Originally drawn to LMU for its Jesuit values and vibrant community of faculty scholars and artists, Wetmore says that in the classroom, he encourages students to collectively explore and discover the truth in dramatic and film texts through discussion and collaboration.
He teaches a range of courses, including “Stage Combat,” “The Witch on Stage,” and First-Year Seminars including, “Apocalypse on the Stage and Screen” and “Stage Fright: Horror and Terror in the Theatre,” among others.
“In my classes, we engage with how culture is created, how we engage with it, and how to think critically about both,” Wetmore said. “For example, in ‘Stage Fright: Horror and Terror in the Theatre,’ we explore how fear is represented in dramatic works, how we represent the things we as a culture are afraid of through art. It’s not just about what scares the individual, but rather, what scares us as a culture.
In addition to his teaching duties, Wetmore is also artistic director for LMU’s Shakespeare on the Bluff summer festival, which kicks off its fifth season with performances of “Julius Caesar” on June 24 and 25 and “The Tempest” on July 22 and 23. Following two years of virtual performances, the festival returns to its original in-person format on LMU’s new Drollinger Family Stage.
“The very definition of theatre is that it’s live, and the performers and the audience are all in the same space together,” Wetmore said. “And that’s what I missed on Zoom, that sort of immediate feedback from the people watching.”
Presented by LMU Theatre Arts in the College of Communication and Fine Arts, Wetmore says that the shows will feature more than 30 performers, including LMU undergraduate and graduate students, alumni, and some guest artists, including those from other universities.
As in prior years, Wetmore said, the festival selected two Shakespeare plays, one serious (“Julius Caesar”) and one fun (“The Tempest”). Wetmore will direct “Julius Caesar,” which examines the power of rhetoric to move a mob to violence, while Jane McEneaney will direct “The Tempest,” Shakespeare’s second-to-last play that tells a story of redemption and the magic of a performance to heal.
“One of the things that we’ve always encouraged is for our audiences not to be passive, but to clap, boo the villains, cheer the heroes. That just fuels the actors,” Wetmore said. “The audience is the only thing that you can’t rehearse. It’s so exciting to be back in front of them.”
Wetmore added that the 90-minute plays are family-friendly, free, and open. The shows start at 8 p.m. PT. Reservations are requested in the event of changing COVID-19 policies and protocols; RSVP here.

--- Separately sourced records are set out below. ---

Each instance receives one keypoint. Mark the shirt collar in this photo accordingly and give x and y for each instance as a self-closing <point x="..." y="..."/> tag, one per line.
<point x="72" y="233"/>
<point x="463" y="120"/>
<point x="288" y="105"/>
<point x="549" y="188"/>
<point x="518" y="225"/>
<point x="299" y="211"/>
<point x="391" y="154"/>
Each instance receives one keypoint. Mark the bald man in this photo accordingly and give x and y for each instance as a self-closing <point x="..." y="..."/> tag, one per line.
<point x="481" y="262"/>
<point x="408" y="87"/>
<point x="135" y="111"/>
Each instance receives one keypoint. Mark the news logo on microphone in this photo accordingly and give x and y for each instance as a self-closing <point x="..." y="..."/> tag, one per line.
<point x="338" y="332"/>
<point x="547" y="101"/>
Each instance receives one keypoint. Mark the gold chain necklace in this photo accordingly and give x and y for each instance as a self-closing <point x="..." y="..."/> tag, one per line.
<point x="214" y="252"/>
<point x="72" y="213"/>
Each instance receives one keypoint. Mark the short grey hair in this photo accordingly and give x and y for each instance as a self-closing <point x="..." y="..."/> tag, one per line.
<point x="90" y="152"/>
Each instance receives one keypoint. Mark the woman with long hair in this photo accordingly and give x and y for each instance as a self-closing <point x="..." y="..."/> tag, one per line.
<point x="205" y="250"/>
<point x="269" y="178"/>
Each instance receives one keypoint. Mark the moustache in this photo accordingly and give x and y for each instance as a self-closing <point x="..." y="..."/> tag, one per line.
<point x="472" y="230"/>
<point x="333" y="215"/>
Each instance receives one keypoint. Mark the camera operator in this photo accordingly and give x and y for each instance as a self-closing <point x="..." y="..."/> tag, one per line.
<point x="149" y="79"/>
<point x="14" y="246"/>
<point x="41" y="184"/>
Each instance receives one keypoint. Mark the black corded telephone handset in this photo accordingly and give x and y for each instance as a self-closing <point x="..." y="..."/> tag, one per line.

As for what advice Wetmore has for incoming LMU Lions?
“College isn’t where you find yourself; it’s where you make yourself,” he said. “Evolution is a conscious choice. Strive to work together with your fellow Lions to build a more equitable, just community and world.”
Wetmore earned degrees from Bates College, the University of Leeds, and the University of Pittsburgh, where he completed his doctorate in Theatre and Performance Studies. Additionally, he is LMU’s resident stage combat choreographer and the Director of LMU’s MFA Program in Performance Pedagogy.